When companies evaluate Cognite Data Fusion as an industrial AI and data platform, we are almost universally asked this question: "Do you persist data from our systems of record?"
This question is often framed as a straightforward yes or no, with the implication that persisting (storing) data is detrimental, while federating (integrating without physically moving or duplicating) data is ideal.
At Cognite, we boldly persist data. We always have. Counterintuitively, persisting data reduces complexity and total cost of ownership while providing our customers and partners an interactive and unparalleled experience when engaging with their data.
While data federation sounds appealing, solving critical operational challenges with industrial AI demands that data be accessible in real time, interoperable, and reusable. Scaling use cases that optimize processes, accelerate troubleshooting, reduce downtime, and increase efficiency requires interactive-level user performance when accessing data.

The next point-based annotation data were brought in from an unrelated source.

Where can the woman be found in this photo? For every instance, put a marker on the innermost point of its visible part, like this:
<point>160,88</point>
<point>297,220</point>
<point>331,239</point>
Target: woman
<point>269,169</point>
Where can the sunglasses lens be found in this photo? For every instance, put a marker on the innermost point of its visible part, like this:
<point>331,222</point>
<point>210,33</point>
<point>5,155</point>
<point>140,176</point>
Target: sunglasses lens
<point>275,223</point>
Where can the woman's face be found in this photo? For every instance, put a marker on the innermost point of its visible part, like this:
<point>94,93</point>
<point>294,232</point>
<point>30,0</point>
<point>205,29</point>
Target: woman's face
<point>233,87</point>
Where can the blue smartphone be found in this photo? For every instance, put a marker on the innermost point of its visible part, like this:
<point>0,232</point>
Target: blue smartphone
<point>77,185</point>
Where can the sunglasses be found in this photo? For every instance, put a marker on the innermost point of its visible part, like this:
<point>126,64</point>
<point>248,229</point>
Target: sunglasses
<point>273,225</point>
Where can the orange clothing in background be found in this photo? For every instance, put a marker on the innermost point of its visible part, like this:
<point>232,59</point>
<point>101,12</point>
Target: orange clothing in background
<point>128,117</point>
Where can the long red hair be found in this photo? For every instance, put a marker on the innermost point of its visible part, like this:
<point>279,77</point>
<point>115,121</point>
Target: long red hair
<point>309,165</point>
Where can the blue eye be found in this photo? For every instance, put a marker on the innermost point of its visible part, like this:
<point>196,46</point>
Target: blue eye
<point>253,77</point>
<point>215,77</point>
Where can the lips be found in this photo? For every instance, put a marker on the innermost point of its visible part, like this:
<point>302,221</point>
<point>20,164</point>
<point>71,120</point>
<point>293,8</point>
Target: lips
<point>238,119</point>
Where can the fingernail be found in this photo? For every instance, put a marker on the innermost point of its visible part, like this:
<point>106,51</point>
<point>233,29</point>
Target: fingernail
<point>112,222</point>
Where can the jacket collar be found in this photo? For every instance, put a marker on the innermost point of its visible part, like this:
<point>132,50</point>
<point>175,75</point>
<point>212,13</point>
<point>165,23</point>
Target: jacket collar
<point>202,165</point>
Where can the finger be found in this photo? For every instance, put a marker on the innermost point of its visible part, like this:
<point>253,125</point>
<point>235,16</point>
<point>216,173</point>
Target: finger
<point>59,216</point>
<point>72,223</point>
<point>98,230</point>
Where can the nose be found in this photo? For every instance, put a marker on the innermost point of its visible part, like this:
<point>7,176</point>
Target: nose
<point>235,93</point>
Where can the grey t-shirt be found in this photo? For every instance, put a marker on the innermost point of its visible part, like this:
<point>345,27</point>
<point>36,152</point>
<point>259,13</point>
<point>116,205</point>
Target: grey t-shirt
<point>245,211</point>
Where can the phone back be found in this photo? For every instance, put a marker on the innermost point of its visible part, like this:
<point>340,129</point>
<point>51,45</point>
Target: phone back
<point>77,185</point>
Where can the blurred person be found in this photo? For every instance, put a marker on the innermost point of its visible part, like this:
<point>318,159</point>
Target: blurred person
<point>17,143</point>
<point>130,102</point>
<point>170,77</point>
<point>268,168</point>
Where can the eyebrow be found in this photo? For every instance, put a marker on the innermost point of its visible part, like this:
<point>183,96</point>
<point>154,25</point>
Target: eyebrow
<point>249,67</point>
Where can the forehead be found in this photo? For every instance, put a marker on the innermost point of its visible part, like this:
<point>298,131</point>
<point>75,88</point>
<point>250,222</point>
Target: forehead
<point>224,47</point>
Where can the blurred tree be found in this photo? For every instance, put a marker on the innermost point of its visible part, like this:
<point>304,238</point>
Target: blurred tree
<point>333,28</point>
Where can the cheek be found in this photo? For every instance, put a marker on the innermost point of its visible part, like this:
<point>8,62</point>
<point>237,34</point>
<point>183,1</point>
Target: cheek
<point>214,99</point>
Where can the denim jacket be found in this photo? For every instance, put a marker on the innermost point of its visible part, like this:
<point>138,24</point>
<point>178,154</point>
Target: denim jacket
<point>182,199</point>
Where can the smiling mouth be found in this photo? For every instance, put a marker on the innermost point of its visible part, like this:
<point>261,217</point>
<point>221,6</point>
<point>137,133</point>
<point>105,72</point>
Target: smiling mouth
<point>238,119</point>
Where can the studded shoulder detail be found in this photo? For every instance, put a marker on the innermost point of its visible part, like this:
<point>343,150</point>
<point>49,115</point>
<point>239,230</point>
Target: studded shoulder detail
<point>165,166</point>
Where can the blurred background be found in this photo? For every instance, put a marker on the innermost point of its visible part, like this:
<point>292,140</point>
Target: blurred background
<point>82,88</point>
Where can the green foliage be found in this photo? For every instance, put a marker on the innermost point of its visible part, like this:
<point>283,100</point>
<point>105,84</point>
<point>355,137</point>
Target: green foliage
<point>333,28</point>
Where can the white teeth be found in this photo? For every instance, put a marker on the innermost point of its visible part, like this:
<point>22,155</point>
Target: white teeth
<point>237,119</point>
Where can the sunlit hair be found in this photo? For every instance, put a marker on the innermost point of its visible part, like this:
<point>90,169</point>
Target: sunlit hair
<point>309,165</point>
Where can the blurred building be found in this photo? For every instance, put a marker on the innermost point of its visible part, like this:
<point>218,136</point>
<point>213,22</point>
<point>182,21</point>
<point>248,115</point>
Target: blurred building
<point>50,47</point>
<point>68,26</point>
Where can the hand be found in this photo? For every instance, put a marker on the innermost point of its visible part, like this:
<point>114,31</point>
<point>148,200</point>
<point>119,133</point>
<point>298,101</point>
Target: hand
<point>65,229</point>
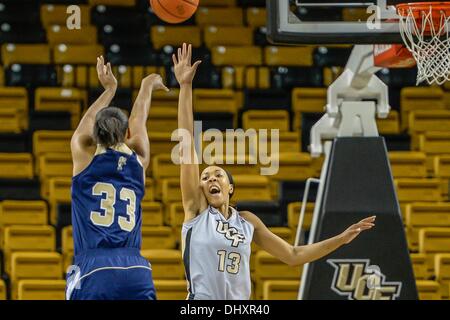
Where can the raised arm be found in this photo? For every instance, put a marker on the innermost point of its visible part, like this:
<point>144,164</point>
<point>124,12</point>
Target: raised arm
<point>82,143</point>
<point>138,139</point>
<point>192,196</point>
<point>299,255</point>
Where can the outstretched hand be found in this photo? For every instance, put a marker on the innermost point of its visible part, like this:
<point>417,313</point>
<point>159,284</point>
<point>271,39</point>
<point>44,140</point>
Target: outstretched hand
<point>184,71</point>
<point>354,230</point>
<point>105,74</point>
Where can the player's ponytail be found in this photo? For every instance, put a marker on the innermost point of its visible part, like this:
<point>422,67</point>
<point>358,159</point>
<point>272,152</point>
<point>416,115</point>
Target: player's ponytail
<point>110,127</point>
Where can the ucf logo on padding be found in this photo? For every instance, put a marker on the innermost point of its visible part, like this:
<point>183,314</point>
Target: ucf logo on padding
<point>358,280</point>
<point>230,233</point>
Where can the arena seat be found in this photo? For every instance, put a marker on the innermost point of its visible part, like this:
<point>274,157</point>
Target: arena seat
<point>409,190</point>
<point>419,263</point>
<point>25,53</point>
<point>425,215</point>
<point>294,214</point>
<point>237,56</point>
<point>157,238</point>
<point>2,290</point>
<point>288,56</point>
<point>408,164</point>
<point>256,17</point>
<point>166,264</point>
<point>267,119</point>
<point>428,290</point>
<point>152,214</point>
<point>77,54</point>
<point>56,14</point>
<point>433,241</point>
<point>227,36</point>
<point>41,290</point>
<point>268,267</point>
<point>171,289</point>
<point>251,187</point>
<point>175,36</point>
<point>16,166</point>
<point>280,289</point>
<point>219,16</point>
<point>15,98</point>
<point>442,271</point>
<point>419,98</point>
<point>57,99</point>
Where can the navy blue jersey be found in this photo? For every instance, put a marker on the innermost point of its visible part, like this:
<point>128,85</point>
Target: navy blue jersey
<point>106,201</point>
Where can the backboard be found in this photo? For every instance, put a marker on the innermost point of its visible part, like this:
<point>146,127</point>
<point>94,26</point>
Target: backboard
<point>333,22</point>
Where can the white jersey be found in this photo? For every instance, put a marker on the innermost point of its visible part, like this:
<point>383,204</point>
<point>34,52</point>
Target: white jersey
<point>216,254</point>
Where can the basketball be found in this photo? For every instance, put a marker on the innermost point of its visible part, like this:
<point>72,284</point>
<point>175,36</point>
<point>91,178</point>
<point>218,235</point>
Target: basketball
<point>174,11</point>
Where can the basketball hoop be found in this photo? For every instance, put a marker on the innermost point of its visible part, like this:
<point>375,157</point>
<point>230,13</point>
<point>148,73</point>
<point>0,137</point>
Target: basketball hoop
<point>424,27</point>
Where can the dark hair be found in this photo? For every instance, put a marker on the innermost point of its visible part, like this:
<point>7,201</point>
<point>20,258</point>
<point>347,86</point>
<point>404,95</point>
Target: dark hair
<point>230,179</point>
<point>110,127</point>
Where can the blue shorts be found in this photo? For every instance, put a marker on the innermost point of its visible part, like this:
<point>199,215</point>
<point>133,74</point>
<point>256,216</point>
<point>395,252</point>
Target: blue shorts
<point>110,274</point>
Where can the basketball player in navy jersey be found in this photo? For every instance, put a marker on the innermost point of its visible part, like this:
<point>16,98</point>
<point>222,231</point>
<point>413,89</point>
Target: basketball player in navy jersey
<point>216,237</point>
<point>110,155</point>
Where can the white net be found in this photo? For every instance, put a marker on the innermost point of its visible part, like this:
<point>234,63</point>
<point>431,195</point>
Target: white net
<point>428,40</point>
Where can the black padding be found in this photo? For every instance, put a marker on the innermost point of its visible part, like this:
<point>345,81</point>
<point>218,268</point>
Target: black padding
<point>359,184</point>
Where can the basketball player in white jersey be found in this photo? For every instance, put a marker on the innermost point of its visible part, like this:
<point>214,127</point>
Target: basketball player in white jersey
<point>217,238</point>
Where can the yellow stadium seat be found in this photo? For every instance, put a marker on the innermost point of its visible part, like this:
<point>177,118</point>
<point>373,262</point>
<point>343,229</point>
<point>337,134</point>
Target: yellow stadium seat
<point>59,192</point>
<point>59,34</point>
<point>237,56</point>
<point>428,290</point>
<point>256,17</point>
<point>214,100</point>
<point>219,16</point>
<point>25,53</point>
<point>419,98</point>
<point>251,187</point>
<point>67,246</point>
<point>228,36</point>
<point>425,215</point>
<point>419,263</point>
<point>288,56</point>
<point>157,238</point>
<point>10,120</point>
<point>409,190</point>
<point>267,119</point>
<point>52,165</point>
<point>2,290</point>
<point>166,264</point>
<point>433,241</point>
<point>77,54</point>
<point>152,214</point>
<point>294,166</point>
<point>13,212</point>
<point>162,119</point>
<point>170,190</point>
<point>434,142</point>
<point>16,165</point>
<point>171,289</point>
<point>280,289</point>
<point>57,14</point>
<point>294,214</point>
<point>15,98</point>
<point>268,267</point>
<point>175,36</point>
<point>429,120</point>
<point>42,290</point>
<point>442,270</point>
<point>408,164</point>
<point>442,167</point>
<point>160,142</point>
<point>390,125</point>
<point>51,141</point>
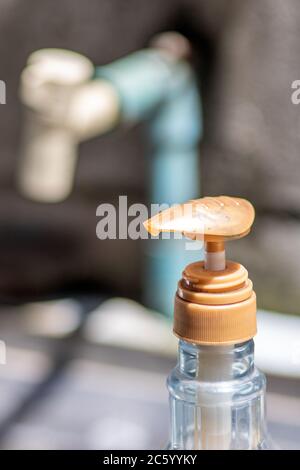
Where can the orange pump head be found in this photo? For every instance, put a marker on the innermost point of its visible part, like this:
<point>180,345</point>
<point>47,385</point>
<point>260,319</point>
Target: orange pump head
<point>215,303</point>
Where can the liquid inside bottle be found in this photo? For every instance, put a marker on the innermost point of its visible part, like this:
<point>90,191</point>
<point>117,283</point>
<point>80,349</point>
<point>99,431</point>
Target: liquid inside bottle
<point>217,399</point>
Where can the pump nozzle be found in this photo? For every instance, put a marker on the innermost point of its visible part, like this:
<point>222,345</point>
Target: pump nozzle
<point>215,306</point>
<point>213,219</point>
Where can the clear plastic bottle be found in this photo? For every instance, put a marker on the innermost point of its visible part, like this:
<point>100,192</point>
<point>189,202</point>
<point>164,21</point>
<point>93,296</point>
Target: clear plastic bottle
<point>217,398</point>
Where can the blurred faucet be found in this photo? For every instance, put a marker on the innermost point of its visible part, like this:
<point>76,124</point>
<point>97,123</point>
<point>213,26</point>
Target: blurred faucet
<point>64,106</point>
<point>68,100</point>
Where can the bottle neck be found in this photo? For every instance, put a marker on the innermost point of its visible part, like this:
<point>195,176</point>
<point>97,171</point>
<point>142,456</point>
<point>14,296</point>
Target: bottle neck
<point>216,363</point>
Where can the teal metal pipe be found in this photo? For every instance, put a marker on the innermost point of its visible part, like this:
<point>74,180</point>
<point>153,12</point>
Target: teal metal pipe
<point>153,86</point>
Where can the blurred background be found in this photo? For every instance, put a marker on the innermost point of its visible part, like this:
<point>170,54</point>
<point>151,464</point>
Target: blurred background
<point>86,357</point>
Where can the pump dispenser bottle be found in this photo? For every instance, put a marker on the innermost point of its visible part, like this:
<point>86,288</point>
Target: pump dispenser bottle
<point>217,395</point>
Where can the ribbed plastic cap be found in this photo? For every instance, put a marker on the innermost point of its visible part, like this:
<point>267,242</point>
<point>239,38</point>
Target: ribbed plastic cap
<point>215,307</point>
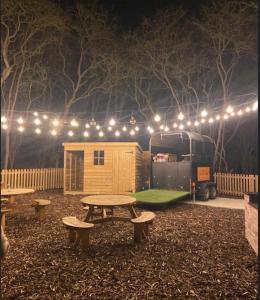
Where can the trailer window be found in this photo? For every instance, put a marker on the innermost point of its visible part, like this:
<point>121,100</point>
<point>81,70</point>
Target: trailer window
<point>99,157</point>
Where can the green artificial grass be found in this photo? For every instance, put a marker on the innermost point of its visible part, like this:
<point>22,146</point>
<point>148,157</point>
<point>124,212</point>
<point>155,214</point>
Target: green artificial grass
<point>154,196</point>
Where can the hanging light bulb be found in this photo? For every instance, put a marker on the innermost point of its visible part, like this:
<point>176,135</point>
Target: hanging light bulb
<point>157,118</point>
<point>112,122</point>
<point>229,109</point>
<point>180,116</point>
<point>85,133</point>
<point>53,132</point>
<point>21,128</point>
<point>204,113</point>
<point>38,131</point>
<point>74,123</point>
<point>3,119</point>
<point>37,121</point>
<point>132,132</point>
<point>20,120</point>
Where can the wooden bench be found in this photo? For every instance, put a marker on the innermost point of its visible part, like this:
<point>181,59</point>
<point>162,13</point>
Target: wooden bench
<point>39,206</point>
<point>141,225</point>
<point>78,231</point>
<point>4,211</point>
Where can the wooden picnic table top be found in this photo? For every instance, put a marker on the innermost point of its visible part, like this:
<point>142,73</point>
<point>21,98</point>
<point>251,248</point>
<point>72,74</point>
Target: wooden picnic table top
<point>13,192</point>
<point>108,200</point>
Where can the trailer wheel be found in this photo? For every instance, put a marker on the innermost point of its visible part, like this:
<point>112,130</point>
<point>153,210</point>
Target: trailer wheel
<point>212,192</point>
<point>204,193</point>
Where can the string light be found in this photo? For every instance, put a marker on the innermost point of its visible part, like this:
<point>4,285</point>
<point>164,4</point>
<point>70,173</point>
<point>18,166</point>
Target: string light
<point>180,116</point>
<point>74,123</point>
<point>204,113</point>
<point>53,132</point>
<point>20,120</point>
<point>21,128</point>
<point>112,122</point>
<point>3,119</point>
<point>37,121</point>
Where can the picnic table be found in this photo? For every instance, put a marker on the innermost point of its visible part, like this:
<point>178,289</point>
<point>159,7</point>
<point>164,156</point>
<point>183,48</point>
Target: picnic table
<point>105,202</point>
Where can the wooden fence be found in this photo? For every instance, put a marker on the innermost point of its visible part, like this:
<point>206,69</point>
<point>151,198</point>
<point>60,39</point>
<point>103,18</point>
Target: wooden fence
<point>235,184</point>
<point>38,179</point>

The Upside of Persisting Data
The benefits of data persistence are often overlooked when building a scalable data foundation for industrial AI use cases. For example, use cases like advanced troubleshooting with AI agents require both people and AI to engage with OT, IT, and engineering data. To deploy and scale this and similar use cases across multiple sites or units, there are three distinct advantages to persisting industrial data:
1. Interactive-level user performance
Whether operations and maintenance teams are trying to access relevant information in the field or process engineers are trying to troubleshoot process disruptions, speed is paramount. Persisting data in Cognite Data Fusion provides unparalleled interactivity of industrial data. 3D models are optimized to be accessible in the field, and five years’ worth of time series data can be called in less than 1 second. This is a real-time experience built for enterprise scale, as time-sensitive workflows don’t need to continuously call data from source systems for every action.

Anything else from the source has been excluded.